Valutazione e meritocrazia vanno a braccetto dal tempo in cui Michael Young pubblicò a Londra un romanzo intitolato: The rise of the Meritocracy 1980-2033.t

Era il 1958 e la meritocrazia entrava nel sentire comune sotto la forma di un governo di pochi selezionati sulla base di una misurazione scientifica della loro intelligenza. In questa distopia, le classi di lavoratori e lavoratrici non potevano che auto-dichiararsi esseri inferiori, salvo poi rivoltarsi contro l’intero sistema meritocratico che nel frattempo si era conquistato il potere a suon di riforme scolastiche e socio-economiche ispirate al principio dell’uguaglianza delle opportunità…

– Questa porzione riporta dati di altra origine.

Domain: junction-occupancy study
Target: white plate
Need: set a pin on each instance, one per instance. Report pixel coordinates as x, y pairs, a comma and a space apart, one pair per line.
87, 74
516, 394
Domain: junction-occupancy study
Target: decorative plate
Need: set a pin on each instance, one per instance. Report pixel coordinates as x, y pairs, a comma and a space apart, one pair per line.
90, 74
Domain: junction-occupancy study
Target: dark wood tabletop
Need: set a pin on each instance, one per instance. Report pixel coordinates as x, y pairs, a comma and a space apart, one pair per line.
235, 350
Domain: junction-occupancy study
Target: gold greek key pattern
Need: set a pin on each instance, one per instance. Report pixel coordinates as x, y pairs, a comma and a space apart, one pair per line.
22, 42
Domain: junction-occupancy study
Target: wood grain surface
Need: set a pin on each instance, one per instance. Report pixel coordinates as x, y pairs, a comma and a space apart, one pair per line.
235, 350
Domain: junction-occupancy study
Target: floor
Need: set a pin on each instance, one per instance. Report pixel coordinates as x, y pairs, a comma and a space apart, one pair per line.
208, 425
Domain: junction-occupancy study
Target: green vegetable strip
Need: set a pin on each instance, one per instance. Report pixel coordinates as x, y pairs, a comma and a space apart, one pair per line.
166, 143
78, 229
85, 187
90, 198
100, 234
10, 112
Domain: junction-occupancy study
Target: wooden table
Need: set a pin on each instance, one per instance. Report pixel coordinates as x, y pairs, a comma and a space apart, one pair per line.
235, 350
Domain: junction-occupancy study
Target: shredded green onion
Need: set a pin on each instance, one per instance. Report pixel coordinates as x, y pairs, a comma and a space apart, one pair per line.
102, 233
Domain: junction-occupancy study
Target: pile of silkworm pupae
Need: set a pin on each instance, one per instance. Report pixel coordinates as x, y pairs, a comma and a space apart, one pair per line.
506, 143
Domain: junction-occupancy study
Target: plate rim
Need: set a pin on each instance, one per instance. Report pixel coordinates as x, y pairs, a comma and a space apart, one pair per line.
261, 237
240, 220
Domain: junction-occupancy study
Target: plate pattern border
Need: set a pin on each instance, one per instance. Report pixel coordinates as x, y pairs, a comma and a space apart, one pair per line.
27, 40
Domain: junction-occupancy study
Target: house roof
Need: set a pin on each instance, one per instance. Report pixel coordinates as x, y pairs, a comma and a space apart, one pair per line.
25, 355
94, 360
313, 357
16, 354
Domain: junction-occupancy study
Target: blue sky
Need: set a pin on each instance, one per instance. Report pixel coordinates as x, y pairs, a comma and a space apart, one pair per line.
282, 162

Ma non è sempre stato così. Anche il merito è un effetto del capitalismo. Già nel Medioevo, ad esempio, il “merito” esisteva ma era considerato qualcosa di innato e non da confermare quotidianamente con il proverbiale sudore della fronte (metaforico o meno). Mentre è con la nascita del capitalismo che il merito assume la concezione moderna di “riconoscimento delle capacità individuali e degli sforzi che le sottendono”.

In una società e in un mondo del lavoro dove disponibilità e opportunità sono finite e “a numero chiuso”, questo modo di pensare e di agire si riversa pesantemente sulla quotidianità: dal lavoro allo studio. È così ad esempio che cambia il modo di intendere la formazione: non più un atto collettivo in cui la comunità trasmette conoscenze, educa e forma, bensì un atto individualistico, un investimento su di sé, sulle proprie ‘competenze’, ovvero sul proprio ‘capitale umano’, per aumentare la propria competitività sul mercato del lavoro. In questa logica intrisa di neoliberismo, anche le scelte personali – oltre al modo di vedere sé stessi e gli altri – si compiono sulla base di un superficiale calcolo costi/benefici.

Il successo della valutazione – nonché il suo potere – nasce da una pretesa di una oggettività che a sua volta implica una normalità altrettanto pretenziosa basata sulla logica della performance. Gli individui, in questo sistema, diventano “le realizzazioni imperfette del modello perfetto”. Ognuno è schiacciato sulla sua stessa valutazione, fino a coincidervi, per cui si è meritevoli di tutto ciò che ci succede. O, al contrario, responsabili di tutti i problemi della società.

“Coloro che soccombono alla disoccupazione, coloro che cadono in miseria, quei ceti sociali caratterizzati da un fallimento scolastico di massa ecc., in un certo senso non ‘meritano’ di sopravvivere perché sono ‘inadeguati’ (ineducabili, irrecuperabili, incurabili!)”. Ecco che la valutazione, chiosa Del Rey, si svela per quello che è: un biopotere dispotico, “un dispositivo panottico, ancora più ‘tirannico’ in quanto inavvertito, che si presenta come un semplice sguardo chiarificatore (non giudicante) sulla vita umana… un semplice discorso di verità.”

Parlando del criterio secondo cui i ricercatori universitari si classificano in base al numero di citazioni apparse sulle riviste accreditate, Isabelle Barbéris dell’università di Paris-Diderot ha scritto che “l’ideologia della valutazione indica la comparsa di una società balbettante, incapace di pensare se non per frammenti.”

Con il cortocircuito innescato da Virginia Magnaghi, Valeria Spacciante e Virginia Grossi e la loro denuncia alla Normale di Pisa c’è da sperare che la società balbettante abbia iniziato a parlare.